Self-Employed Retirement Plans: Secure Safe Retirement Income

Owning a business is an ideal means of earning a lot of money and becoming financially secured and at the same time, business owners are also encouraged to plan ahead and take advantage of the available self-employed retirement plans that can provide you income, security and flexibility.

Taking advantage of the tax savings provided by retirement plans is practical and hassle free, requiring only a little planning. Proactive retirement planning for the self employed ensures you will be adequately provided for during your golden years.

In securing a retirement plan when owning a business, it is essential to understand the basics of self-employed retirement plans to take full advantage of their benefits. The first thing to consider is to know the three most common plans:

  1. SEP-IRA
  2. SIMPLE Plan
  3. Solo 401k

SEP-IRA

The first type of retirement plan for the self-employed, is the SEP-IRA, it is the most basic and easiest to create and maintain. SEP-IRA plans, in which SEP stands for Simplified Employee Pension, is basically a traditional IRA account designed for the self-employed.

In addition, the Simplified Employee Pension Plan has higher contribution limitations allowing for more tax savings if you take advantage of the contributions fully.

Since this kind of pension plan for self-employed individuals is very easy to understand and maintain until the retirement age, a lot of people find them beneficial over the long term.

This is because the simplicity of the plan frees up your time to worry about the fund investments and growth of your business.

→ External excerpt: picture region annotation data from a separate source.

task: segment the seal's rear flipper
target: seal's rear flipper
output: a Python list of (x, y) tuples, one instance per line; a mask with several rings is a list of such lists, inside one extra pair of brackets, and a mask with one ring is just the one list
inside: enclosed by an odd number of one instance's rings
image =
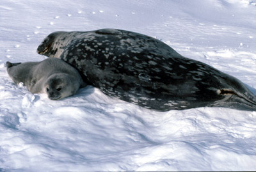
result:
[(10, 67), (12, 67), (13, 66), (19, 65), (20, 64), (21, 64), (21, 63), (12, 63), (10, 62), (10, 61), (6, 61), (6, 66), (7, 66), (7, 68), (10, 68)]

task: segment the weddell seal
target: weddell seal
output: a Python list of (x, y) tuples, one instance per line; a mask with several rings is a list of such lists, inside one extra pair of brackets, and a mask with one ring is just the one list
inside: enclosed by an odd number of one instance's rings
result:
[(164, 43), (131, 31), (58, 31), (37, 49), (83, 74), (108, 95), (159, 111), (226, 107), (256, 111), (255, 95), (238, 79), (185, 58)]
[(74, 67), (56, 58), (22, 63), (7, 61), (6, 66), (14, 82), (23, 82), (32, 93), (47, 93), (51, 100), (72, 95), (85, 86)]

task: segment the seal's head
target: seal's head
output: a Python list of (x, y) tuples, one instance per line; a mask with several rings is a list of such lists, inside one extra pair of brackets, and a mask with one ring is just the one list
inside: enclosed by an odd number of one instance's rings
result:
[(60, 36), (62, 35), (63, 31), (54, 32), (46, 36), (37, 48), (37, 52), (40, 54), (48, 57), (54, 57), (58, 49), (55, 48), (55, 44), (59, 40)]
[(51, 75), (45, 84), (45, 92), (51, 100), (57, 100), (76, 93), (80, 83), (72, 75), (60, 73)]

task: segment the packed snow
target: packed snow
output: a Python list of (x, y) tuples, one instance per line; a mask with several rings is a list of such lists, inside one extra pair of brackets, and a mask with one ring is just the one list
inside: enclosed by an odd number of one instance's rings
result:
[(2, 0), (0, 171), (256, 170), (256, 112), (156, 112), (90, 86), (54, 101), (15, 85), (5, 66), (45, 59), (36, 50), (52, 32), (116, 28), (161, 40), (256, 94), (255, 16), (252, 0)]

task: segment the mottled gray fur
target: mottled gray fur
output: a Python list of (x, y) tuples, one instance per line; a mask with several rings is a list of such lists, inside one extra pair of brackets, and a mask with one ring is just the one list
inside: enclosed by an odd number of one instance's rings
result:
[(56, 58), (39, 62), (6, 62), (7, 72), (16, 84), (23, 82), (32, 93), (45, 93), (51, 100), (74, 95), (85, 86), (79, 72)]

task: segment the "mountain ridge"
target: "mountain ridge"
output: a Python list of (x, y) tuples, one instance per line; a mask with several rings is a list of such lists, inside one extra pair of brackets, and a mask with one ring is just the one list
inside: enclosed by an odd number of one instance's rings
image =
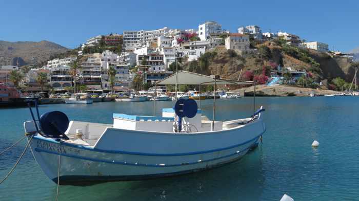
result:
[(36, 65), (51, 55), (70, 50), (48, 40), (7, 41), (0, 40), (0, 65)]

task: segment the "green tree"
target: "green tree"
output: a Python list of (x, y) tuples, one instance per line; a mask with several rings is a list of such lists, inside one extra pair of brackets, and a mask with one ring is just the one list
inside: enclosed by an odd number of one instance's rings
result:
[(107, 75), (108, 75), (108, 80), (111, 86), (111, 90), (112, 94), (114, 93), (115, 86), (115, 76), (116, 75), (116, 69), (113, 66), (110, 66), (110, 68), (107, 71)]
[(44, 91), (44, 86), (47, 83), (47, 75), (44, 73), (40, 73), (36, 77), (36, 82), (40, 85), (41, 91)]
[(72, 82), (73, 83), (74, 93), (76, 93), (76, 83), (77, 81), (78, 73), (79, 69), (80, 67), (78, 65), (78, 63), (77, 63), (77, 60), (74, 61), (74, 62), (72, 63), (71, 66), (70, 67), (70, 75), (71, 76), (71, 78), (72, 78)]
[(132, 81), (132, 87), (135, 91), (141, 91), (143, 86), (143, 82), (142, 76), (136, 74), (133, 78), (133, 81)]
[(292, 74), (288, 73), (286, 73), (283, 75), (283, 77), (284, 78), (284, 82), (286, 84), (288, 84), (289, 82), (289, 80), (292, 78)]
[(17, 88), (19, 84), (24, 79), (24, 75), (18, 70), (14, 70), (10, 72), (10, 80), (14, 83), (15, 87)]
[(343, 90), (343, 87), (345, 85), (345, 81), (344, 79), (337, 77), (332, 80), (333, 83), (336, 86), (337, 90)]
[(258, 48), (258, 54), (262, 59), (262, 64), (264, 65), (264, 60), (270, 58), (271, 53), (269, 48), (265, 45), (262, 45)]

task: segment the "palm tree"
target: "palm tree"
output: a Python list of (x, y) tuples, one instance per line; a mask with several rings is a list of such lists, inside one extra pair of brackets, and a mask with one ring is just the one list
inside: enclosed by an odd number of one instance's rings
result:
[(18, 87), (18, 85), (24, 79), (24, 75), (18, 70), (14, 70), (10, 72), (10, 80), (13, 83), (15, 88)]
[(76, 82), (77, 80), (77, 71), (79, 69), (79, 66), (78, 66), (77, 60), (74, 61), (70, 68), (70, 75), (71, 76), (72, 82), (73, 82), (74, 94), (76, 93)]
[(47, 82), (47, 75), (44, 73), (40, 73), (37, 74), (37, 77), (36, 77), (36, 81), (40, 84), (41, 87), (41, 92), (42, 92), (44, 90), (44, 86)]
[(114, 92), (114, 84), (115, 84), (115, 76), (116, 75), (116, 69), (113, 66), (110, 66), (107, 71), (107, 75), (108, 75), (109, 82), (110, 86), (111, 86), (111, 91), (112, 94)]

Aside from being simple, another huge benefit of the Simplified Employee Pension Plan is that the contribution date is extendable. If your business encounters financial difficulties or a crisis at some point in which contribution dates are missed, with the Simplified Employee Pension Plan, contributors will be able to have more time to gather resources and fund the plan.

This flexibility provides incredible opportunity to the small business owner.

As mentioned, there is a contribution limit incorporated with the SEP-IRA. In most cases, the amount of the contribution is 25 percent of the compensation while in some cases, the contribution is 20 percent. Together with these percentages, self-employment tax is also incorporated in the computation of contributions.

SIMPLE Plan

Another kind of retirement plan for self-employed individuals is the SIMPLE Plan where the word SIMPLE stands for Savings Incentive Match Plan for Employees. A SIMPLE plan is thought of as a compensation deferral plan, which actually has similarities on the basic concept of the employer-sponsored 401k plan.

Unlike the Simplified Employee Pension Plan, where contribution deadlines are easier to deal with, the SIMPLE Plan is stricter and has higher demands on contribution dates.

On the other hand, a SIMPLE Plan has lower contribution limits as compared to SEP-IRA but the percentage of the business profit is not accounted for in the contribution.

One of the advantages of a SIMPLE Plan to the owner is that it permits the business with a lower net profit to use a larger ratio of that profit for retirement alone. At the same time, a SIMPLE Plan also provides immediate vesting for the benefit of the participants.

Establishing a SIMPLE Plan, as well as a SEP-IRA, requires only a minimal costs, which is why these first two types of retirement plans for self-employed individuals are most commonly used.

Solo 401k Plan

The third type of retirement plan for self-employed individuals is the Solo 401k Plan, which is also referred to the Single-Participant 401k Plan. This kind of plan is created by the Economic Growth and Tax Reconciliation Act and is actually the same with the Traditional 401k plan that is being offered by private companies for their employees.

However, the Solo 401k plan is created for an individual who is self-employed and at the same time, it requires less administrative work compared to the traditional 401k.

To qualify and be eligible for the Solo 401k Plan you must be the business owner and or your spouse. If an individual does not fall under this category, he or she should consider another retirement plan designed for the self-employed.

The overall benefits of taking advantage of the Solo 401k Plan is that it requires minimal administrative work, such as paper work, filing and the like. In addition, this plan is easy to maintain like the Simplified Employee Pension Plan. Another benefit of the Solo 401k Plan is that is entails discretionary contributions and immediate vesting, which is similar to the previously discussed plan.

With all these advantages, a 401k Plan simply maximizes the retirement contributions you are capable of making from a tax perspective.

Learning the different types of self-employed retirement plans is not enough to secure your future. Choosing the right plan to build your future retirement is best determined by analyzing your unique financial profile and requirements. Taking advantage of the right plan to maximize your tax savings can make the difference in the quality of your retirement.

The right decisions can help you retire sooner, with more security, and more income.